Наскоро принять душ, убедиться, что дверь надежно заперта, чемодан стоит открытый на второй кровати, зеленый сверток - в ящике комода, среди рубашек и газет. У стойки Альфонсо уже попросил два рома и побольше льду, они курили, разговаривали о Камагуэе, о последнем бое Стивенсона, музыка доносилась как бы издалека, хотя пианистка сидела тут же, у конца стойки, она тихонько сыграла хабанеру, потом что-то из Шопена и перешла к дансону, а затем к балладе из старого фильма, ее в прежние добрые времена пела Ирене Дунне. Они взяли еще по порции рома, и Альфонсо сказал, что утром вернется и повозит его по городу, покажет новые кварталы, в Сантьяго есть что посмотреть, работают тут что надо, люди выполняют и перевыполняют планы, микробригады - отличная штука, Альмейда приедет на открытие двух новых фабрик, недавно здесь был сам Фидель, все товарищи трудятся не покладая рук.
- Да, у нас в Сантьяго не заспишься, - сказал бармен, и они одобрительно засмеялись; в ресторане оставалось уже мало народу, и Хименесу отвели стол возле окна.

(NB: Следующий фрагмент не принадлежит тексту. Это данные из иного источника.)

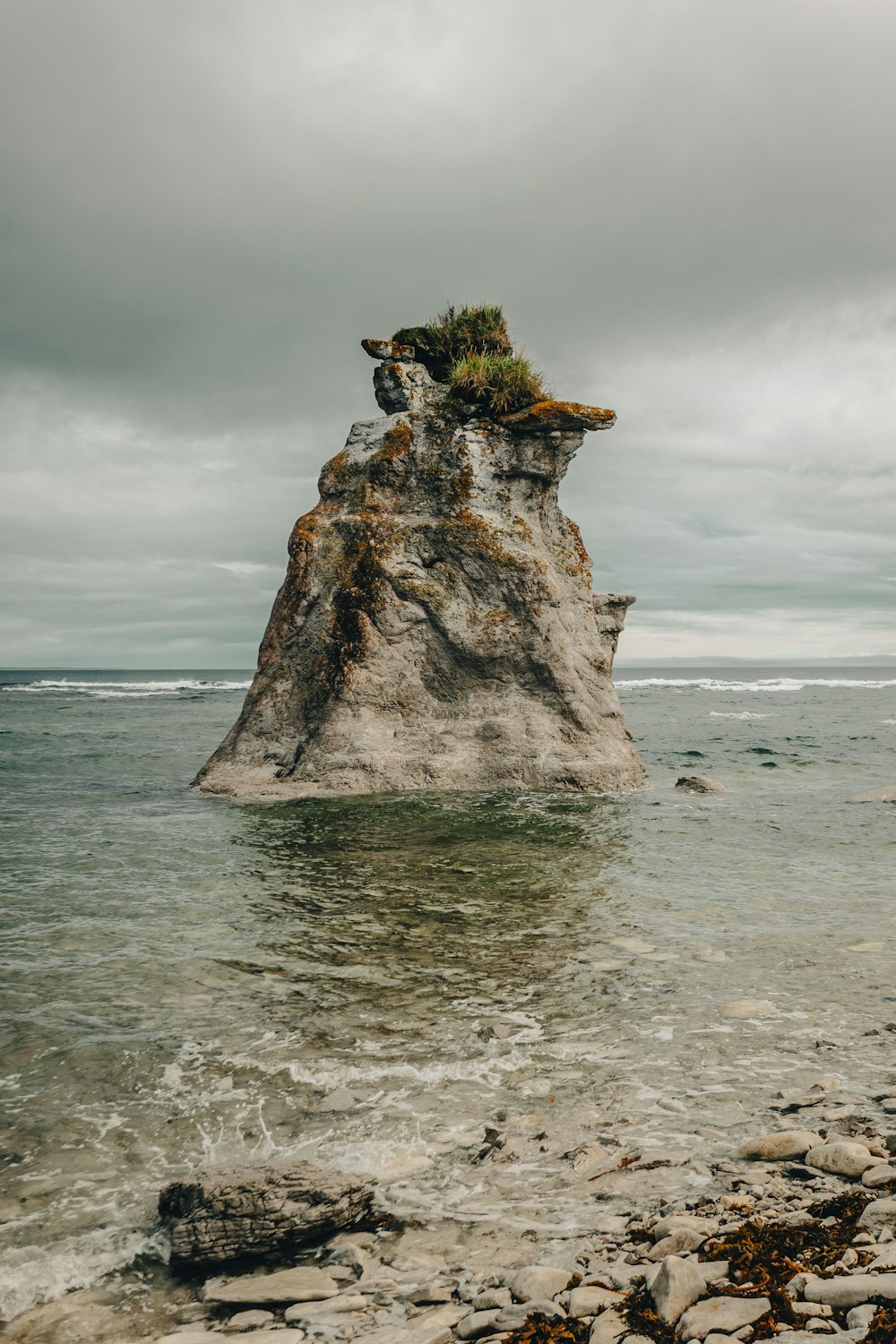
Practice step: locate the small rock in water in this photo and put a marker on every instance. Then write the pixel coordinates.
(885, 795)
(699, 784)
(841, 1159)
(771, 1148)
(339, 1099)
(536, 1282)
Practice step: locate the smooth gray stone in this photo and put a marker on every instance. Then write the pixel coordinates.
(676, 1288)
(723, 1314)
(304, 1284)
(850, 1289)
(538, 1282)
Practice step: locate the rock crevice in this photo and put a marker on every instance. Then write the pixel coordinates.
(437, 626)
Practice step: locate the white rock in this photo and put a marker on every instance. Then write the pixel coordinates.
(874, 1177)
(880, 1212)
(885, 795)
(860, 1317)
(887, 1258)
(607, 1328)
(774, 1148)
(723, 1314)
(247, 1322)
(669, 1225)
(676, 1288)
(712, 1271)
(841, 1159)
(748, 1008)
(478, 1322)
(512, 1317)
(677, 1244)
(303, 1284)
(490, 1300)
(538, 1282)
(591, 1301)
(331, 1306)
(850, 1289)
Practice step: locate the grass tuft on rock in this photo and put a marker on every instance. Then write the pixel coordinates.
(470, 349)
(500, 383)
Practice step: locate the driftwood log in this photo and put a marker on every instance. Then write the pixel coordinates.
(239, 1214)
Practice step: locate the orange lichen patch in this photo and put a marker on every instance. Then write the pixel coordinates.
(397, 441)
(575, 559)
(560, 416)
(362, 588)
(338, 472)
(471, 532)
(386, 349)
(306, 530)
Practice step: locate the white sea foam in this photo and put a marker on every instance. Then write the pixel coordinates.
(734, 714)
(124, 690)
(766, 685)
(42, 1274)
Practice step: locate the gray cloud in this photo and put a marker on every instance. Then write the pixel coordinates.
(685, 209)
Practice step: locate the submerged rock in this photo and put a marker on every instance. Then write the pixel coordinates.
(247, 1212)
(437, 628)
(885, 795)
(304, 1284)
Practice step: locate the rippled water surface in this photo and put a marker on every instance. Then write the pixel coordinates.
(370, 981)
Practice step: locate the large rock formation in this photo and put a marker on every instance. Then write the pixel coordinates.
(437, 626)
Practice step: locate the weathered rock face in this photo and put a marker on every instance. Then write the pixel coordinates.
(223, 1217)
(437, 628)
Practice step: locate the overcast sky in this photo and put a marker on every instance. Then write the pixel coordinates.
(686, 207)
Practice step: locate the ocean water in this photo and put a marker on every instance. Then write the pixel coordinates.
(368, 981)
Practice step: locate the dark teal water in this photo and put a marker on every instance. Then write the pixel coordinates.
(368, 981)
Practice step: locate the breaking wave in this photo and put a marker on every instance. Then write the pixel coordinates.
(124, 690)
(769, 685)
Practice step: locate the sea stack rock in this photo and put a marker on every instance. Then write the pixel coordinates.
(437, 628)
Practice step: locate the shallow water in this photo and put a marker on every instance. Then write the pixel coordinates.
(368, 981)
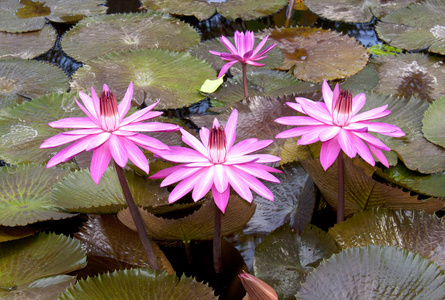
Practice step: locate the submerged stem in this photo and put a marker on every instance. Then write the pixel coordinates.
(151, 257)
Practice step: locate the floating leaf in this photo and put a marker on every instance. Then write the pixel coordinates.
(196, 226)
(434, 122)
(98, 35)
(31, 267)
(244, 9)
(79, 193)
(415, 231)
(284, 258)
(28, 78)
(318, 54)
(374, 272)
(138, 284)
(418, 26)
(410, 74)
(354, 11)
(361, 191)
(29, 15)
(174, 77)
(25, 197)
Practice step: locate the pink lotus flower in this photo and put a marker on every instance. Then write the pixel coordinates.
(215, 163)
(338, 125)
(243, 52)
(107, 133)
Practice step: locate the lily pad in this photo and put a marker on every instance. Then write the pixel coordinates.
(172, 76)
(25, 195)
(361, 191)
(20, 79)
(27, 45)
(231, 9)
(410, 74)
(316, 54)
(198, 225)
(105, 237)
(138, 284)
(354, 11)
(24, 127)
(98, 35)
(375, 272)
(415, 231)
(434, 122)
(79, 193)
(32, 268)
(418, 26)
(284, 258)
(30, 15)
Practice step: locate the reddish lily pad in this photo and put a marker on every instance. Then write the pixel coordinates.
(173, 77)
(98, 35)
(30, 15)
(354, 11)
(316, 54)
(418, 26)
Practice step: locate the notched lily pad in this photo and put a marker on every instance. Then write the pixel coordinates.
(25, 197)
(354, 11)
(32, 268)
(173, 77)
(138, 284)
(98, 35)
(374, 272)
(418, 26)
(79, 193)
(20, 79)
(316, 54)
(198, 225)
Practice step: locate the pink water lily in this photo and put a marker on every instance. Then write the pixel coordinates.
(242, 51)
(216, 163)
(107, 133)
(337, 123)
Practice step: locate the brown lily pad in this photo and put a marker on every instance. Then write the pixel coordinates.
(316, 54)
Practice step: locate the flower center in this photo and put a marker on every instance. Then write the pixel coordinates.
(217, 145)
(342, 114)
(109, 114)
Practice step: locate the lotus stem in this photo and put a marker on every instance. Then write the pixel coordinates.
(151, 257)
(341, 189)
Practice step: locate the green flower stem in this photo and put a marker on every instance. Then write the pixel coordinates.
(246, 91)
(217, 257)
(341, 189)
(151, 257)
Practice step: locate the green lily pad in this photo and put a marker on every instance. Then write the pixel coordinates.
(79, 193)
(24, 127)
(412, 74)
(244, 9)
(198, 225)
(98, 35)
(415, 231)
(173, 77)
(32, 268)
(361, 191)
(25, 197)
(434, 122)
(284, 258)
(30, 15)
(418, 26)
(316, 54)
(138, 284)
(27, 45)
(21, 78)
(105, 237)
(374, 272)
(354, 11)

Альфонсо простился, повторив, что заедет за ним утром; удобно вытянув ноги, Хименес принялся изучать меню. Усталость усталость не только телесная - заставляла его следить за каждым своим движением. Все здесь было таким мирным и сердечным, тишина, Шопен, пианистка опять наигрывала прелюдию Шопена, но Хименес чувствовал, что опасность притаилась рядом, малейший промах - и эти улыбающиеся лица исказит гримаса ненависти. Он знал такие ощущения и умел с ними бороться; попросив мохито, чтобы время летело незаметнее, он благосклонно выслушал советы официанта сегодня рыбные блюда лучше мясных. Ресторан был почти пуст, у стойки молодая пара, чуть подальше - человек, похожий на иностранца, он пил, не глядя в стакан, не спуская задумчивых глаз с пианистки, которая теперь опять повторяла балладу Ирене Дунне, Хименес вдруг вспомнил ее название - "Твой взор подернут дымом", тогдашняя, прежняя Гавана, опять Шопен, один из этюдов, Хименес тоже играл его мальчиком, когда учился музыке, давно, до периода больших потрясений, медленный, меланхолический этюд, напомнивший ему гостиную у них дома, покойную бабушку, и по контрасту - его брата Робертико, оставшегося тут невзирая на отцовское проклятие, он как последний идиот погиб на Плая-Хирон, вместо того чтобы сражаться за возврат к настоящей свободе.